LRD guides and handbook May 2015

Law at Work 2015

Chapter 10

When employers give notice

[ch 10: pages 275-276]

The minimum notice an employer must give an employee depends on how long they have been employed and is as follows:

• one week, if their length of service is between one month and two years; or

• one week for each year if they have between two and 12 years’ service; or

• a maximum of 12 weeks if they have at least 12 years’ service.

The right to notice or notice pay is lost if the employee fundamentally breaches the employment contract by engaging in gross misconduct. Ending the contract in these circumstances is known as a summary dismissal.

During the notice period, employees are entitled to their normal wages and any other benefits provided for in the contract, such as pension contributions.

It is a breach of contract not to give the full contractual notice. The employee can claim their notice pay in an employment tribunal or the civil court. No service is needed for this type of claim, which is also known as a claim for “wrongful dismissal” (see page 321).
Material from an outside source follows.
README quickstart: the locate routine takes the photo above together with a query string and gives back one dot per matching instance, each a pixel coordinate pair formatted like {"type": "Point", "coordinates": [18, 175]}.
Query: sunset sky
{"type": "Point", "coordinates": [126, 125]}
Where an employee is dismissed (other than for gross misconduct) without being given their full statutory notice, the notice that should have been given will be added to their period of continuous employment for the purposes of an unfair dismissal claim. This rule applies to statutory and not contractual notice.

Employers must always use clear and unambiguous language when giving notice to end an employment contract (Societe Generale v Geys [2012] UKSC 63).